By Ryan Weeks on 18th December 2015

Chris Potter, https://goo.gl/e5vlGJ

There appears to be a fair amount of confusion surrounding the Innovative Finance ISA (IFISA).

 

On 6 April 2016, peer-to-peer lending investments will become eligible for ISA relief. But draft legislation published last week by HMT seemed to suggest that only peer-to-peer lending platforms with full permissions will be able to take advantage. There are five peer-to-peer outfits already carrying full authorisation, thanks to a quirk in the FCA’s system. Those platforms are mostly earlier stage operators – like Funding Tree and Crowdstacker. The vast majority of lending platforms have submitted their applications to the regulator, but are unlikely to get the nod for some months.

 

The backlog of applications may well occupy the regulator beyond April 6th, at which time the question of whether or not interim permissions platforms may accept IFISA money becomes crucial. Sam Robinson, a Partner at Nabarro, has taken a closer look at the document entitled “The Individual Savings Account (Amendment No.2) Regulations 2016”, which was published by HMT alongside the Draft Explanatory Memorandum last week. The eagle-eyed Robinson spotted the following:

 

“in paragraph (iv), for “or a registered friendly society” substitute “a registered friendly society or a person who holds an interim permission under Chapter 4 of part 8 of the Financial Services and Markets Act 2000 (Regulated Activities) (Amendment) (No.2) Order 2013(a) in respect of the provisions listed in paragraph(i) and (ii) above”; and…”

 

The line would appear to imply that platforms carrying interim permissions will in fact be able to accept IFISA money when the April 6th deadline rolls around.
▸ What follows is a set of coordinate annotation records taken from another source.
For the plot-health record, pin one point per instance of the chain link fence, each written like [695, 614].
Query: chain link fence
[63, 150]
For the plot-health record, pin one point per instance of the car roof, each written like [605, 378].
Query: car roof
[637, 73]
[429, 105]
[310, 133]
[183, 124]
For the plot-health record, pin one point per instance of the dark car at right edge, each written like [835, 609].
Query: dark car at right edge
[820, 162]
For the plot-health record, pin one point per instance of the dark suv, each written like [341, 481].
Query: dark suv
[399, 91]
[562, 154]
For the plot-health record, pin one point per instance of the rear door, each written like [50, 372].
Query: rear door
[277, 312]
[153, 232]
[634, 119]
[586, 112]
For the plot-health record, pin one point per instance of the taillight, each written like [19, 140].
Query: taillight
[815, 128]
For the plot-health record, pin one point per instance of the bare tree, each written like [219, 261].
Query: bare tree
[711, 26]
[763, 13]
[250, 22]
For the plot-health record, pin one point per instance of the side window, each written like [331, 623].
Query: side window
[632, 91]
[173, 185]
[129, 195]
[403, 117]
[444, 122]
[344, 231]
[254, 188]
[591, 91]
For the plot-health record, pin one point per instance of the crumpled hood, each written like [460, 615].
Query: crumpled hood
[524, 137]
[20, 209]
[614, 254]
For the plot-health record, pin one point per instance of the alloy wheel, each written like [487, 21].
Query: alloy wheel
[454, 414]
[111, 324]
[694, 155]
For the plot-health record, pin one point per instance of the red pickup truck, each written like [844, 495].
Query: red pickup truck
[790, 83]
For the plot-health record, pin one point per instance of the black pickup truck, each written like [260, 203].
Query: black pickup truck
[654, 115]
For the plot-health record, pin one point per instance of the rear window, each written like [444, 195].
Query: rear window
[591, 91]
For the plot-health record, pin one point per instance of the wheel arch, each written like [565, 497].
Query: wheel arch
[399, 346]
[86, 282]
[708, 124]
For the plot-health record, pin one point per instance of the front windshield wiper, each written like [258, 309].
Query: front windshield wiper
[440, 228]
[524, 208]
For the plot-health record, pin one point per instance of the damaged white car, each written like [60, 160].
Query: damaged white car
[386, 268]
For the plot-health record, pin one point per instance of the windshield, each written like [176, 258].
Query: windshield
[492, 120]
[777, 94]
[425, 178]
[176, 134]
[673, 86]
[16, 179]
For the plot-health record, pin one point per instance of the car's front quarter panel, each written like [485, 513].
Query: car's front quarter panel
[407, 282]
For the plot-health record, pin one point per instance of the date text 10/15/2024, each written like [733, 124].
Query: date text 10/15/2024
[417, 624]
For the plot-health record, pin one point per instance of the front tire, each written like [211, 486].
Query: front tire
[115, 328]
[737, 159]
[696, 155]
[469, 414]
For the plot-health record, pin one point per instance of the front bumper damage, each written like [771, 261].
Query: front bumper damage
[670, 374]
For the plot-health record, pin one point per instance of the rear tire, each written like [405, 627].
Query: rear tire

However, the wording of the Draft Explanatory Memorandum appears to contradict that:

 

“… the instrument will update the ISA Regulations so that providers with full permissions to carry out activities detailed in Article 36H…”

 

Clearly the IFISA rules are at present rather muddled. The coinciding of full authorisation and IFISA eligibility has served to complicate both processes. The major peer-to-peer lenders themselves have preached patience, but are by the sounds of things lobbying HMT for a level playing field. One method of flattening the field would be to simply accelerate the authorisation process. Exactly how speedily the regulator can move is tough to ascertain, but representatives of consumer lending outfit RateSetter have noted that the process is currently progressing at a decent pace. Will it be fast enough?  

Comments

Greg Standing, Partner at Wragge Lawrence Graham LLP

22 Dec 2015 03:49pm

Firms with a current interim permission are presently fully authorised by the FCA to carry out the relevant regulated activities. There would be no basis in my view to make a distinction in relation to ISA's which are in essence simply tax wrappers. This would undermine the interim permission regime in my humble opinion. Odd things often appear in draft legislation - the important thing is that the industry lobbies hard and ensures that its views are heard and sense is seen.